Seuls les géants de la foi et de l’humilité peuvent reconnaître avec simplicité leurs doutes et leurs erreurs, et eux seuls n’ont pas peur de s’abaisser devant les hommes parce qu’ils savent que leur seul juge, c’est le Seigneur. Une humilité qui comme celle de Jean-Paul II ou Benoît XVI provoque en en moi une profonde estime et une grande sympathie à votre égard.

Et à la différence des gens à la mode, vous venez nous parler des questions essentielles, de celles qui engagent la vie toute entière. Peu de fois j’ai entendu parler aussi franchement de la fidélité à un « choix de vie » et de l’acceptation, parfois douloureuse, comme vous le dites si bien, des conséquences d’une consécration totale à Jésus et à nos frères les hommes.
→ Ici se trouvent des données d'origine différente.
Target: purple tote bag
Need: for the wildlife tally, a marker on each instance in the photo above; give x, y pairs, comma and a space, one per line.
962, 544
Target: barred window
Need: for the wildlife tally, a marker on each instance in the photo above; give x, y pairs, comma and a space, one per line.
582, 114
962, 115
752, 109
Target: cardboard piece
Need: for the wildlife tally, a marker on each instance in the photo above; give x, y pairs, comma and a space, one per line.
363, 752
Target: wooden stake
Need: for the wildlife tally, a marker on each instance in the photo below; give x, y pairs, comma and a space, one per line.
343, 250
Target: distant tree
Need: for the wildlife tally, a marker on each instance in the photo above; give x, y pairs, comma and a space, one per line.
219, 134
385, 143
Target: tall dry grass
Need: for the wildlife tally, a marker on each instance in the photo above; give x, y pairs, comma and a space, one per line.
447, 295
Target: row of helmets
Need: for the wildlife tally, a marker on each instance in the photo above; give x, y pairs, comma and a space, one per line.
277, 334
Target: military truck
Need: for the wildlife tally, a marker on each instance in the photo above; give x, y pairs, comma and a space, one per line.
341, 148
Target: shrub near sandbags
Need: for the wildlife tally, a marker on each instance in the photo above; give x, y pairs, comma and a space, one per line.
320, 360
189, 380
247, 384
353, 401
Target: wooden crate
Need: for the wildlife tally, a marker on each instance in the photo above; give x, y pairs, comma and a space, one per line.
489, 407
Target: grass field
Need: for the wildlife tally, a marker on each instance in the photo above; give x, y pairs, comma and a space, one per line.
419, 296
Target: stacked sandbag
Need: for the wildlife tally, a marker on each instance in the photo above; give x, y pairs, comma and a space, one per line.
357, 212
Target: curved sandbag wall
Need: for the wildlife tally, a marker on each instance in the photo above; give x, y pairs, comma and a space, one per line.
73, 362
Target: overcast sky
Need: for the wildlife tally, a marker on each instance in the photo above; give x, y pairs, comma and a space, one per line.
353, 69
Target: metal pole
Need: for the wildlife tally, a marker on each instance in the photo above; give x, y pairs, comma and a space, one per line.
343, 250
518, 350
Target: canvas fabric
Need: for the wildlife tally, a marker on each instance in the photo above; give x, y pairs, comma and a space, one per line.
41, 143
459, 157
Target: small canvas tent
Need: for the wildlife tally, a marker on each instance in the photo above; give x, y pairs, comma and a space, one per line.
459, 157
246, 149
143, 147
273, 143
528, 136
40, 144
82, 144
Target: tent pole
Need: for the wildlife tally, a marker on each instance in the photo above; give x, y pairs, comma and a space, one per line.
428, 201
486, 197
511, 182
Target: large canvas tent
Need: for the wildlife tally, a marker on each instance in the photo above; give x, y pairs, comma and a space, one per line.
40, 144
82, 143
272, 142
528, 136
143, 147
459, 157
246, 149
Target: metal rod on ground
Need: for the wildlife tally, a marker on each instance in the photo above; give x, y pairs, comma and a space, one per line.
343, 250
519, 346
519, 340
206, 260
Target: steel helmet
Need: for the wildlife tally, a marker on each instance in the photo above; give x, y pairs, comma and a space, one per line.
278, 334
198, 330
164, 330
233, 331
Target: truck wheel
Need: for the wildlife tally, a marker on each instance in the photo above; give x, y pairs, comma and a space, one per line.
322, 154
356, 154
Combien de ceux qui vous jugeront, loueront, vitupèreront ou excuseront savent ce que signifie un choix de vie aussi exigeant ? Seulement les personnes qui ont courageusement opté pour la fidélité réciproque et exclusive peuvent comprendre et aucun d’entre eux, je peux vous l’assurer, ne vous reniera, même s’il s’exprimera sans doute différemment, comme ce cardinal Bavarois :

« Là nous vivions en en contact étroit, étudiants et professeurs, mais aussi étudiants et étudiantes, de telle sorte que la question du renoncement [au mariage] et de son sens s’imposait en termes plutôt concrets, en raison précisément de cette vie quotidienne en commun. Je me suis souvent confronté à ces questions dans le beau parc de Fürstenried et, évidement dans la chapelle, jusqu’à ce qu’à l’automne 1950 je puisse prononcer un oui convaincu à l’occasion de mon ordination diaconale » Joseph Ratzinger - Le sel de la terre.

Mon expérience personnelle, confirmée par celle de toutes les personnes que j’ai rencontrées, à commencer par mes formateurs au séminaire, m’a enseigné que le désir sexuel est dans la nature de l’homme et que nous l’avons tous rencontré à un moment ou à un autre. Aussi je suis entièrement d’accord avec vous quand vous dites que le désir sexuel, pour être pleinement satisfait, a besoin de s’exprimer dans une relation d’amour tendre et basé sur la confiance, parce que seulement ainsi l’acte sexuel est ce qu’il signifie comme le disait déjà Jean-Paul II dans Amour et responsabilité, reprenant et approfondissant ainsi la riche tradition de l’Eglise :

« L’impulsion sexuelle, dans l’homme, a une tendance naturelle à se transformer en amour, et cela est du au fait que les deux objets en question, qui se différencient grâce a leurs caractéristique psychophysiologiques sexuelles, sont des êtres humains. Le phénomène de l’amour est propre au monde des hommes, dans le monde animal, agit seulement l’instinct sexuel.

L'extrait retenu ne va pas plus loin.